BRICS 2024: hegemonia ocidental comprometida?

Em Kazan, na Rússia, os líderes dos BRICS focaram-se no estreitamento de laços e na criação de uma alternativa ao dólar. Novos membros formalizaram a adesão e até Guterres, secretário-geral da ONU esteve presente.

Os líderes dos BRICS, bloco formado pelo Brasil, Rússia, Índia, China e África do Sul, reuniram durante esta semana na cidade russa de Kazan. A cimeira, que marcou a adesão formal de novos membros à aliança que tem como objetivo desafiar a hegemonia ocidental, não contou com o presidente brasileiro, Lula da Silva, que sofreu um acidente doméstico no sábado passado.

Recep Erdogan, presidente da Turquia, também marcou presença, mas a mais polémica foi mesmo a do Secretário-Geral das Nações Unidas, António Guterres, que reuniu ontem com o presidente russo, Vladimir Putin.
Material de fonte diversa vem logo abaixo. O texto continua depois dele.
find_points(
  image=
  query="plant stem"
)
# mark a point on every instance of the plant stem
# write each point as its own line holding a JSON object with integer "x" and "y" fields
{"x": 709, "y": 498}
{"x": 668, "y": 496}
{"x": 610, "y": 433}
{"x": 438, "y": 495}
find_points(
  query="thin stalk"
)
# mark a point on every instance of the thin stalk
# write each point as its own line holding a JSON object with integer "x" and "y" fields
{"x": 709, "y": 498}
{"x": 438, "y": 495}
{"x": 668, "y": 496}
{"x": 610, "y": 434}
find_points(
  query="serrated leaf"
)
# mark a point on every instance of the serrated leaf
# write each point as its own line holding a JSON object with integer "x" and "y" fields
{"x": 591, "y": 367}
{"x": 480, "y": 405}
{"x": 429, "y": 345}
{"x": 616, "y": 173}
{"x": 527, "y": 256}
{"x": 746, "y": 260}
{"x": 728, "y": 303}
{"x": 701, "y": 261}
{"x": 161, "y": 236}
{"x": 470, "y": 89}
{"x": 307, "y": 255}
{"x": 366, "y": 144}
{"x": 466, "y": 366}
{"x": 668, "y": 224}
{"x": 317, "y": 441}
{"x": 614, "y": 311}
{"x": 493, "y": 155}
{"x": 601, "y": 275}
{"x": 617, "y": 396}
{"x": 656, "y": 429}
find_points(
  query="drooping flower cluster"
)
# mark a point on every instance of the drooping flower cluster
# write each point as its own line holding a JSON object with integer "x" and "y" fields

O ex-primeiro ministro português, debaixo de fogo sobre a posição da ONU sobre o conflito no Médio Oriente, foi duramente criticado pelo ministro dos Negócios Estrangeiros da Ucrânia, Andrii Sybiha, que lamentou a recusa de Guterres em participar na cimeira pela paz promovida pela Ucrânia na Suíça, em junho, e classificou a presença em Kazan como «uma escolha errada que não promove a causa da paz. Apenas danifica a reputação da ONU».

A ameaça ao ocidente
Desde a criação do grupo, formalizado em 2009, que a hegemonia ocidental está sob ameaça de economias emergentes que apresentam índices económicos notáveis e que não dão sinais de abrandamento, em particular a China e a Índia.

Os BRICS, que agora passam a contar com a Arábia Saudita, com os Emirados Árabes Unidos, com a Etiópia, com o Egito e com o Irão, representando cerca de 46% da população mundial, juntaram-se pelo fortalecimento «do multilateralismo para um desenvolvimento global justo e para a segurança». Na Declaração conjunta de Kazan, pode ler-se que os membros da organização reafirmam o seu «compromisso pelo espírito de respeito, entendimento e compreensão mútuo dos BRICS, igualdade soberana, democracia, abertura, inclusão, colaboração e consenso». Quem está atento à conduta dos regimes que compõem a aliança ficará certamente surpreendido com esta declaração.

Mas a parte mais importante, e que pode vir a representar uma ameaça real ao G7, no geral, e aos Estados Unidos, no particular, é a ideia de criação de uma nova moeda para enfrentar o poderio do dólar americano. A moeda deverá ser digital e há a possibilidade que seja sustentada pelo padrão ouro, tal como foi o dólar entre Bretton Woods, em 1944, e 1971. Tal moeda poderá transmitir confiança pela capacidade de mitigar os perigos inflacionistas resultantes da impressão de dinheiro do nada. Ainda é cedo para prever, ainda que seja improvável, se conseguirá realmente rivalizar com o dólar.
Putin diz que o «dólar está a ser utilizado como arma», estando assim «à procura de alternativas». Por enquanto, os BRICS parecem estar focados no fortalecimento das moedas nacionais e na criação de um sistema de pagamentos que possa funcionar como alternativa ao SWIFT.

A aproximação
As divergências no seio do bloco, evidentes desde o momento da fundação, têm sido o calcanhar de Aquiles dos BRICS, onde se destaca a tensão entre os dois membros mais importantes – a China e a Índia.

Porém, o primeiro ministro indiano, Narendra Modi, anunciou na sua conta oficial da rede social X que reuniu com o «Presidente Xi Jinping à margem da cimeira (…). As relações Índia-China são importantes para os povos dos nossos países e para a paz e estabilidade regionais e mundiais. A confiança mútua, o respeito mútuo e a sensibilidade mútua guiarão as relações bilaterais». É, sem dúvida, um passo importante para a consolidação dos BRICS rumo à homogeneidade que desejam. Ainda assim, e com o alargamento, é um objetivo difícil de cumprir. Outras questões importantes abordadas em Kazan foram a reforma da Organização Mundial do Comércio, que será apresentada na ONU, e a guerra na Ucrânia, ainda que numa muito breve menção.

Com esta cimeira, o cenário de uma ordem mundial multipolar torna-se cada vez mais uma realidade, e o ocidente, de modo a preservar a sua superioridade económica e militar, deverá reajustar a estratégia perante a ameaça cada vez mais real.